What is unknown at this time is how this regimen will be combined or how it will sequence with CAR T programs. We have no experience, or very limited experience, of patients receiving this regimen before CAR T. But there is anecdotal evidence that this can be achieved. So, whether it can be used or bridging or not, I think we have insufficient data and because it targets the same antigen at CAR T, which is CD19 there clearly should be some precaution in order to use this regimen before CAR T. But, we need to have more data in this field. For those patients that had failed CAR T-cell therapy, substantial proportions, about 30% of them, may have lost CD19 expression and then may not be eligible anymore for this regimen. There is, however, a substantial proportion of patients that retains CD19 and in whom tafasitamab/lenalidomide can be used as a treatment option.
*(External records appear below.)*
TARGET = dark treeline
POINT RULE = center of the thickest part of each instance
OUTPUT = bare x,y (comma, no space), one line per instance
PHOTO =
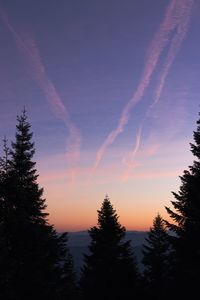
35,261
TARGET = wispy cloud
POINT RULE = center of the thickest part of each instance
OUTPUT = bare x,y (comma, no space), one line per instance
29,49
176,17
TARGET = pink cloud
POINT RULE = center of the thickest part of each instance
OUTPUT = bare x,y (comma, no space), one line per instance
28,47
176,16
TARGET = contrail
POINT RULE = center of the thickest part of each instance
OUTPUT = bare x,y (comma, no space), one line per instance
185,8
27,46
183,16
160,40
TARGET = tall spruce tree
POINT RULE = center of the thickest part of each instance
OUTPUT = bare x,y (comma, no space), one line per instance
110,270
34,261
156,259
186,225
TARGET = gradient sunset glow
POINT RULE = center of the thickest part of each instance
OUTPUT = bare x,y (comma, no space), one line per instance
112,90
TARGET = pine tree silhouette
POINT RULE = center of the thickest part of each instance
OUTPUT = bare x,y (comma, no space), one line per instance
34,260
186,225
110,271
156,259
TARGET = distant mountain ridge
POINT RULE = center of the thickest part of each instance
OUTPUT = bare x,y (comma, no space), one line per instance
78,243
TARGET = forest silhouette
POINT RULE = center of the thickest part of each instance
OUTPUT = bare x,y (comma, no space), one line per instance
35,260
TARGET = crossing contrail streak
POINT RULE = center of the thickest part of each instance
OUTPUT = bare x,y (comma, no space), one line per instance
171,20
184,8
28,47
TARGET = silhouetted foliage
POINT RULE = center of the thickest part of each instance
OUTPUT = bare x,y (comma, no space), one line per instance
34,261
186,215
156,259
110,270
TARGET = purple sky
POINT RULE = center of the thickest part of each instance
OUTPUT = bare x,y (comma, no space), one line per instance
112,92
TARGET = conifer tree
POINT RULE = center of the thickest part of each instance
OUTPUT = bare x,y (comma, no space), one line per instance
186,224
34,260
156,259
110,271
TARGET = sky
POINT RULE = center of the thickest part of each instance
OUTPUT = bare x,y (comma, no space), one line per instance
111,90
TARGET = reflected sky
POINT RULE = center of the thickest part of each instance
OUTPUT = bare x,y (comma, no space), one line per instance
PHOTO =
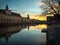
20,35
23,6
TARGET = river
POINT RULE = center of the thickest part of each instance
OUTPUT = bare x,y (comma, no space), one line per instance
23,35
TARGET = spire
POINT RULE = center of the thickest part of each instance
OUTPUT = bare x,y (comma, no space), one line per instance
28,16
7,7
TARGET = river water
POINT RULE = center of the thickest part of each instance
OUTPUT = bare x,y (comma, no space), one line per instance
23,35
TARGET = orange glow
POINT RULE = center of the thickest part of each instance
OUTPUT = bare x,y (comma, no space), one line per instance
41,26
38,17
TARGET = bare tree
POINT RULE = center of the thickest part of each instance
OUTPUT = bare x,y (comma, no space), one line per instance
51,6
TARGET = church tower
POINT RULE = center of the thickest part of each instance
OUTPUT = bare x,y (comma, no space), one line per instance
7,11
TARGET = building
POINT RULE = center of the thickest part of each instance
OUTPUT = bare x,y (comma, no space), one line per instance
7,16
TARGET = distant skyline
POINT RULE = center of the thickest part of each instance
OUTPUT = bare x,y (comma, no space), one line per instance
22,6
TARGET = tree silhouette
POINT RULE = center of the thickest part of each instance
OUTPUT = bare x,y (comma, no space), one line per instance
51,6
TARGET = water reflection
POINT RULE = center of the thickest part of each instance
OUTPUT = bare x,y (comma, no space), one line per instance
53,37
22,35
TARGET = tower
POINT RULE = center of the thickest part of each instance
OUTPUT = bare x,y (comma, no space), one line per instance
7,7
28,16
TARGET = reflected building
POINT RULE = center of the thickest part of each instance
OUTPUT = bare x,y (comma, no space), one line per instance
52,35
6,32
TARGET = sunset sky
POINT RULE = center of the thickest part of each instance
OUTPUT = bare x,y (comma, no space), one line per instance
23,6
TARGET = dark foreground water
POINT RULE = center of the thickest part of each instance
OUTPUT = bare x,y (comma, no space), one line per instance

So, I believe it will be one of the regimens that will be rapidly used by many physicians and proposed to patients as one of the options that we have in this setting.
1. FDA Approves Monjuvi (tafasitamab-cxix) in Combination With Lenalidomide for the Treatment of Adult Patients With Relapsed or Refractory Diffuse Large B-cell Lymphoma (DLBCL). News release. MorphoSys AG and Incyte. July 31, 2020. Accessed August 7, 2020. https://bit.ly/3fgyqZZ
2. Salles G, Duell J, Barca EG, et al. Tafasitamab plus lenalidomide in relapsed or refractory diffuse large B-cell lymphoma (L-MIND): a multicentre, prospective, single-arm, phase 2 study. Lancet Oncol. 2020;21(7):978-988. doi:10.1016/S1470-2045(20)30225-4
3. Zinzani PL, Rodgers T, Marino D, et al. RE-MIND study: Comparison of tafasitamab + lenalidomide (L-MIND) vs lenalidomide monotherapy (real-world data) in transplant-ineligible patients with relapsed/refractory diffuse large B-cell lymphoma. Presented at: European Hematology Association Virtual Congress; June 11-21, 2020. Abstract S238.
4. Salles G, Duell J, Gonzlez-Barca E, et al. Long-term outcomes from the phase II L-MIND study of Tafasitamab (MOR208) plus lenalidomide in patients with relapsed or refractory diffuse large B-cell lymphoma. Presented at: European Hematology Association Virtual Congress; June 11-21, 2020. Abstract EP1201.